母語(mother tongue)」という名づけは、この世に生まれてきたその子どもが、そのままお母さんに抱き留められ、慈しまれて育つうちに自然と話し始める・・・そんなイメージからきているのだろう。もちろん母だけではなく、慈しむ大人はほかに何人いてもいい。しかし、そんな子どもの幸福を許さない国家の暴力がかつてあったのだ。植民地支配はなくなったが、いまも形を変えて、その暴力はまだある。だったら、その暴力に負けない力をはぐくむような、そんな「国語科」を構想できればいいのではないか・・・。ひとまず私は迷宮から抜け出し、次は植民地の「国語科」を掘り進めることにして、いまもうろうろしている。

温又柔さんの日本語と文学

温さんが「私の母語は三つ」と言い切ることにした、ということのほうが、上述した「母語」の本来のイメージにより近いものだなぁと思う。

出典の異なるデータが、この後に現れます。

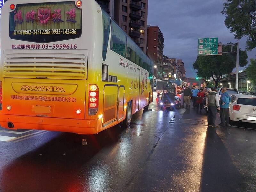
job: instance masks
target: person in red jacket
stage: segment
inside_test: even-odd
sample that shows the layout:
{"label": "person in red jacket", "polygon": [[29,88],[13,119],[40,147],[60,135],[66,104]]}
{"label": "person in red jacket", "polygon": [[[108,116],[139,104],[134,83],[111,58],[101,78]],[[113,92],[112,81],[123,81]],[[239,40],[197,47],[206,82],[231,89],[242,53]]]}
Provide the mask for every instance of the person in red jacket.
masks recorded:
{"label": "person in red jacket", "polygon": [[204,97],[204,93],[203,92],[203,89],[200,89],[199,92],[197,93],[197,100],[196,100],[196,105],[197,108],[199,108],[199,104],[200,104],[200,111],[202,110],[203,107],[203,100]]}

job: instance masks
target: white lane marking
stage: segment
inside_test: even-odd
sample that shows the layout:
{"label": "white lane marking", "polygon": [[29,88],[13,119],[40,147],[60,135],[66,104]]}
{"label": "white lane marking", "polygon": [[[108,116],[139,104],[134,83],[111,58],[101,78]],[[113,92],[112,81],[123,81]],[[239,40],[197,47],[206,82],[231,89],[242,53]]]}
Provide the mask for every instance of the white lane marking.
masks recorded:
{"label": "white lane marking", "polygon": [[[17,142],[19,142],[20,141],[23,141],[23,140],[26,140],[26,139],[30,139],[30,138],[33,137],[35,137],[35,136],[38,136],[38,135],[42,135],[43,134],[44,134],[45,133],[47,133],[47,132],[48,132],[49,131],[44,131],[44,132],[41,132],[41,133],[39,133],[39,134],[37,134],[36,135],[32,135],[31,136],[30,136],[29,137],[25,137],[25,138],[23,138],[23,139],[20,139],[20,140],[17,140],[14,141],[13,141],[13,143],[17,143]],[[19,138],[20,138],[20,137]]]}
{"label": "white lane marking", "polygon": [[35,132],[34,133],[30,133],[30,134],[28,134],[28,135],[23,135],[23,136],[21,136],[21,137],[14,137],[14,139],[10,140],[8,141],[8,142],[10,142],[10,141],[13,141],[17,140],[17,139],[21,139],[21,138],[23,138],[24,137],[28,137],[30,135],[35,135],[36,134],[38,134],[39,133],[40,133],[42,132],[45,132],[45,131],[44,130],[42,130],[40,131],[38,131],[36,132]]}
{"label": "white lane marking", "polygon": [[32,129],[31,130],[29,130],[28,131],[24,131],[24,132],[20,132],[18,131],[8,131],[8,130],[0,130],[0,132],[2,132],[3,133],[14,133],[14,134],[19,134],[20,135],[21,134],[23,134],[23,133],[27,133],[28,132],[30,132],[34,130],[34,129]]}
{"label": "white lane marking", "polygon": [[16,138],[16,137],[13,137],[0,135],[0,141],[8,141],[10,140]]}

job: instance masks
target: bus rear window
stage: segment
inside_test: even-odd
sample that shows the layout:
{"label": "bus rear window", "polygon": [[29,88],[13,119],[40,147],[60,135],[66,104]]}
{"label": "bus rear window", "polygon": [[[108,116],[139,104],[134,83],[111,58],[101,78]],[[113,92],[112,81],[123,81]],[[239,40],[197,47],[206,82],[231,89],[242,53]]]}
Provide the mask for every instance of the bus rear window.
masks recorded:
{"label": "bus rear window", "polygon": [[77,38],[82,14],[74,1],[17,4],[10,13],[9,36],[41,43]]}

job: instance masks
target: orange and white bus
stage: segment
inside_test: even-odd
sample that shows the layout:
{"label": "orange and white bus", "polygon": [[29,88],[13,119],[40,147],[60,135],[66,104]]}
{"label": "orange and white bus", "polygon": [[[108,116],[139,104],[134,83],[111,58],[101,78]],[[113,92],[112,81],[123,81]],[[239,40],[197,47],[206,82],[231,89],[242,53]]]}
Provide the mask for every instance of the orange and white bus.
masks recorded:
{"label": "orange and white bus", "polygon": [[96,133],[147,109],[153,62],[95,0],[6,1],[0,124]]}

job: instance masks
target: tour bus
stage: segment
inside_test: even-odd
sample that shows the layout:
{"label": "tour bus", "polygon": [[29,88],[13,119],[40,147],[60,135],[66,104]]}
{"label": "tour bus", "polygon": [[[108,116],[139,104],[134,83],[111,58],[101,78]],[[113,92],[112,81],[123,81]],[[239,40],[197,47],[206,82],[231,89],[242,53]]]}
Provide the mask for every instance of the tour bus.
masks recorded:
{"label": "tour bus", "polygon": [[0,124],[97,133],[147,109],[153,62],[95,0],[13,0],[1,20]]}

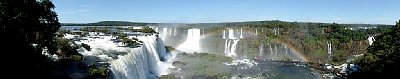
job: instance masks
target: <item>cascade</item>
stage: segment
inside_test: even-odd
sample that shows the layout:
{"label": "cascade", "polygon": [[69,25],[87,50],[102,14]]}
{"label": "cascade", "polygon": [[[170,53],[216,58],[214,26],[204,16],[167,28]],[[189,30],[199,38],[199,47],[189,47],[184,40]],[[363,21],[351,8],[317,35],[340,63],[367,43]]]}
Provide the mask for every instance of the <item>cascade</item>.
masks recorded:
{"label": "cascade", "polygon": [[242,39],[242,38],[243,38],[243,29],[240,28],[240,39]]}
{"label": "cascade", "polygon": [[[127,48],[127,55],[118,56],[118,59],[110,61],[111,70],[115,79],[146,79],[157,78],[168,73],[172,67],[166,61],[170,61],[171,55],[167,53],[165,45],[156,36],[138,37],[143,46]],[[164,60],[164,61],[162,61]]]}
{"label": "cascade", "polygon": [[261,43],[258,48],[260,49],[260,57],[261,57],[261,56],[263,56],[263,53],[264,53],[264,43]]}
{"label": "cascade", "polygon": [[167,36],[168,36],[168,29],[164,27],[162,31],[162,38],[165,40],[167,39]]}
{"label": "cascade", "polygon": [[258,35],[257,29],[256,29],[256,35]]}
{"label": "cascade", "polygon": [[326,44],[328,45],[328,55],[329,55],[328,58],[331,58],[332,57],[332,43],[326,42]]}
{"label": "cascade", "polygon": [[[130,38],[136,36],[128,36]],[[101,38],[87,38],[88,40],[75,41],[76,44],[85,43],[92,50],[79,48],[77,51],[84,56],[98,57],[98,61],[108,62],[115,79],[147,79],[157,78],[168,73],[172,56],[166,51],[165,45],[156,35],[138,36],[143,45],[138,47],[121,47],[120,43],[111,41],[113,36]],[[90,40],[90,41],[89,41]],[[123,53],[121,53],[123,52]]]}
{"label": "cascade", "polygon": [[286,46],[284,46],[285,47],[285,52],[286,52],[286,56],[289,54],[289,48],[287,48]]}
{"label": "cascade", "polygon": [[[238,30],[236,32],[238,32]],[[225,32],[223,32],[223,34],[224,33]],[[237,33],[235,33],[234,29],[228,28],[228,39],[225,39],[225,44],[224,44],[225,45],[224,53],[228,57],[236,57],[237,55],[236,48],[240,39],[237,39],[235,37],[236,35]]]}
{"label": "cascade", "polygon": [[200,51],[200,39],[200,29],[188,29],[185,42],[179,45],[177,49],[185,52],[198,52]]}
{"label": "cascade", "polygon": [[272,50],[272,45],[269,44],[269,51],[271,52],[271,56],[274,55],[274,51]]}
{"label": "cascade", "polygon": [[235,34],[234,34],[234,32],[233,32],[233,29],[229,29],[229,30],[228,30],[228,38],[229,38],[229,39],[236,39],[236,38],[235,38]]}
{"label": "cascade", "polygon": [[222,31],[222,39],[226,39],[225,30]]}
{"label": "cascade", "polygon": [[372,45],[372,43],[375,41],[375,37],[374,36],[370,36],[368,37],[368,43],[369,45]]}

「あなたの母語は何ですか?」という質問が暴力性を帯びてしまうのは「母語は一つであるはず」という狭量な思い込みのゆえに、自分をはぐくんだ言語に順位付けを迫るからだ。そして同化教育とその後に続く在日朝鮮人差別の中で、在日コリアン朝鮮語を選べなかった。家族やコミュニティのコトバとして維持することも、日本社会の中では困難だった。母語は一つであるはず。言語と民族は同じであるはず/〇〇人なら〇〇語が話せるはず。話してみてよ!・・・そんな無意識の暴力性。そしてそれはいまも、ニューカマーの子どもたち、2世の子どもたちを悩ませ続けている。同化教育の負の遺産。宿題はまだ終わっていない。

卒論を書いていたころ、ヒリヒリしながら読んでいたのが李良枝(リ・ヤンジ)さんの小説だった。『ナビ・タリョン』『由煕(ユヒ)』『石の聲』・・・温さんが修士論文に李良枝の文学を選び、大きな影響を受けたことを読んで、胸がいっぱいになった。

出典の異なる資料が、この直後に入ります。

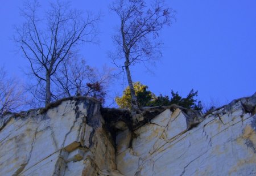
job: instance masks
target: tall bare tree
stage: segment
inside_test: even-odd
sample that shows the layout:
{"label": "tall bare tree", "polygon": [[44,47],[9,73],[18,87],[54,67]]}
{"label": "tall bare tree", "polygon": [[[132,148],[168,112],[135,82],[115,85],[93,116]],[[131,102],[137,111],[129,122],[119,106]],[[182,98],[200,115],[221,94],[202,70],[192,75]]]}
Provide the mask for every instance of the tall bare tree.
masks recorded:
{"label": "tall bare tree", "polygon": [[[45,104],[52,98],[51,77],[77,45],[92,42],[97,34],[99,16],[70,10],[70,5],[57,1],[44,13],[38,1],[25,3],[22,10],[24,22],[16,27],[15,37],[30,64],[38,84],[45,86]],[[44,14],[44,16],[43,15]]]}
{"label": "tall bare tree", "polygon": [[[138,62],[152,61],[162,56],[158,40],[159,32],[170,25],[174,12],[164,5],[164,1],[117,0],[110,7],[119,19],[119,28],[113,36],[117,54],[112,55],[114,63],[125,68],[131,95],[132,109],[138,109],[133,85],[130,67]],[[148,2],[148,1],[147,1]],[[124,61],[118,64],[117,59]]]}
{"label": "tall bare tree", "polygon": [[104,102],[109,84],[114,78],[113,70],[104,66],[102,71],[86,64],[73,55],[60,65],[53,76],[57,87],[53,96],[56,98],[75,95],[94,97]]}
{"label": "tall bare tree", "polygon": [[0,69],[0,117],[6,111],[17,110],[24,105],[23,92],[16,79],[7,75],[3,67]]}

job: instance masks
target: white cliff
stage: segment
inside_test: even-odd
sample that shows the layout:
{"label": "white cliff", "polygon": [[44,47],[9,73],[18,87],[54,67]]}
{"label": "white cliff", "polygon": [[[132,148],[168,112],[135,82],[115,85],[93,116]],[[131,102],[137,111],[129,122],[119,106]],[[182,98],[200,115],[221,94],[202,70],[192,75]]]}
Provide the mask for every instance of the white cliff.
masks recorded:
{"label": "white cliff", "polygon": [[255,105],[256,93],[203,118],[177,107],[131,118],[80,97],[10,113],[0,175],[255,175]]}
{"label": "white cliff", "polygon": [[1,119],[0,175],[120,175],[100,103],[59,104]]}

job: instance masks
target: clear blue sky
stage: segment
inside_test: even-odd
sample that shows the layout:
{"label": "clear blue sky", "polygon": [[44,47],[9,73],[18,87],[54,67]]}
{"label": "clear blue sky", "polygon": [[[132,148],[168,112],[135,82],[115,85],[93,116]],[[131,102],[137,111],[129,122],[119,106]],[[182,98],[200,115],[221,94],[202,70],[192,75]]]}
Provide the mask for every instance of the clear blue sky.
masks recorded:
{"label": "clear blue sky", "polygon": [[[43,2],[43,1],[42,1]],[[46,1],[44,1],[46,2]],[[176,10],[177,22],[160,33],[164,44],[163,57],[150,66],[131,69],[133,81],[140,81],[156,95],[170,95],[171,89],[183,96],[192,88],[199,91],[199,99],[226,104],[250,96],[256,91],[256,1],[254,0],[169,0]],[[168,1],[168,2],[167,2]],[[114,67],[107,52],[113,49],[111,39],[118,21],[108,10],[111,1],[72,1],[73,7],[100,11],[98,45],[84,45],[81,53],[88,63]],[[44,4],[47,4],[44,2]],[[22,1],[3,1],[0,6],[1,65],[25,81],[20,71],[27,61],[13,51],[13,25],[22,20],[19,14]],[[121,94],[127,85],[122,78],[115,91]],[[125,85],[123,85],[125,83]]]}

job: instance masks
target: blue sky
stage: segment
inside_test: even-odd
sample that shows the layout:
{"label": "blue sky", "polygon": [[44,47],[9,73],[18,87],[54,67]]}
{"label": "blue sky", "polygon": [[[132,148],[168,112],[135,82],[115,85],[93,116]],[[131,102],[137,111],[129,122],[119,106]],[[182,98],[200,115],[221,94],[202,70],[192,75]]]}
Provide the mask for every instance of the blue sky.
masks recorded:
{"label": "blue sky", "polygon": [[[43,1],[42,1],[43,2]],[[47,5],[46,1],[43,2]],[[81,54],[93,66],[114,67],[108,57],[113,49],[111,36],[118,27],[115,14],[108,10],[111,1],[72,1],[73,7],[104,15],[100,24],[100,42],[85,45]],[[142,65],[131,68],[134,81],[147,85],[156,95],[170,95],[171,89],[187,95],[192,88],[205,104],[211,100],[226,104],[256,91],[256,1],[254,0],[167,1],[177,11],[177,21],[160,33],[163,58],[151,72]],[[27,81],[21,71],[27,61],[14,51],[13,25],[22,20],[22,1],[5,1],[0,6],[1,65],[9,74]],[[120,95],[127,86],[121,76],[112,88]]]}

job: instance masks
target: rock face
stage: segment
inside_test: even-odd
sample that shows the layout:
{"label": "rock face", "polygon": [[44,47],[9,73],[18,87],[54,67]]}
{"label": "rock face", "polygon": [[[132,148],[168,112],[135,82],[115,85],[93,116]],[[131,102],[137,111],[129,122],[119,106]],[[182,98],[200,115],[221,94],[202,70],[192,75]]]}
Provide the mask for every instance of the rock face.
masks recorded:
{"label": "rock face", "polygon": [[117,169],[126,175],[255,175],[255,104],[256,94],[234,101],[189,130],[186,114],[167,109],[135,130],[131,147],[129,131],[117,134]]}
{"label": "rock face", "polygon": [[0,175],[122,175],[100,108],[92,100],[67,100],[42,114],[6,115]]}
{"label": "rock face", "polygon": [[256,94],[234,100],[192,126],[179,108],[130,123],[125,111],[113,125],[111,111],[85,98],[9,114],[0,175],[255,175],[255,105]]}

ああそうか、こんなふうに文学もつながっていくのだな、と思えたからだ。

日本のマジョリティは、国境と言語の境界を無意識に同一視している。日本の領域内で使用されているから日本語。日本語を話しているから日本人。明治政府がめざした、一国一言語一民族を内面化したまま、21世紀を迎えてしまった。

でも実際には温又柔さんのような作家がいる。その前には鷺沢萠や李良枝もいる。国籍と民族と言語が一直線に紐づけられない、複数の言語や文化につながる人たちも、今後増えこそすれ減ることはないだろう。日本はずっとそういう境界線上をたゆたう人々を無視して、そんな人たちにお構いなしの社会を作ってきた。もとはといえば日本という国家の暴力によって境界線上に放り出した人たちに対してさえ、責任も取らず、その存在を無視してきた国で、新たにやってきた人たちがまたつらい思いをさせられる。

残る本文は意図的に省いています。